Research webinar

Dam! Drinking water, water storage and decision making despite uncertainty

Recent and ongoing drought in Auckland and Northland highlights how vulnerable New Zealand’s water infrastructure is. We haven’t yet hit Day Zero – as happened in South Africa when Cape Town ran out of drinking water – but the spectre of thirsty people and thirsty paddocks looms large.

So is our infrastructure planning up to the task? And are our planners making the smartest possible investment decisions, given that water availability under climate change is critical but also uncertain? 

Can our dams and reservoirs be designed with both climate projections and flexibility into the projects’ very foundations? The short answer is, yes.

In this seminar, Anita Wreford (Lincoln University) and Wageed Kamish (Tonkin+Taylor) take you through their research projects, which address different aspects of these questions: Making robust decisions about New Zealand’s water and Drinking water, drought and climate change.

Anita’s research has tested a method for designing flexibility into large climate adaptation projects. Called Real Options Analysis (ROA), the method is useful across a range of investment decisions in New Zealand, where the initial cost is large and the investment is at least partially irreversible. 

Using the case study of an on-farm irrigation scheme, Anita’s multidisciplinary team – including hydrologists, economists and farm specialists – considers that ROA enables more cost-effective investment than cost-benefit analysis, for example, or other methods that use only a single climate scenario.
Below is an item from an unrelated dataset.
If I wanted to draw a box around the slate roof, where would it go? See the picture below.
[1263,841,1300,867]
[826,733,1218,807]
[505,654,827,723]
Wageed’s research investigates the drinking water risks that urban and rural communities would be exposed to under “yet to occur droughts” due to climate change. These risks have not, until now, been quantified. As in Anita’s project, Wageed’s team developed and tested new methods for quantifying this risk. The team’s work represents a first substantial step towards the development of a practical, transparent way of assessing the potential impact of climate change on reservoir and catchment yields for water supply.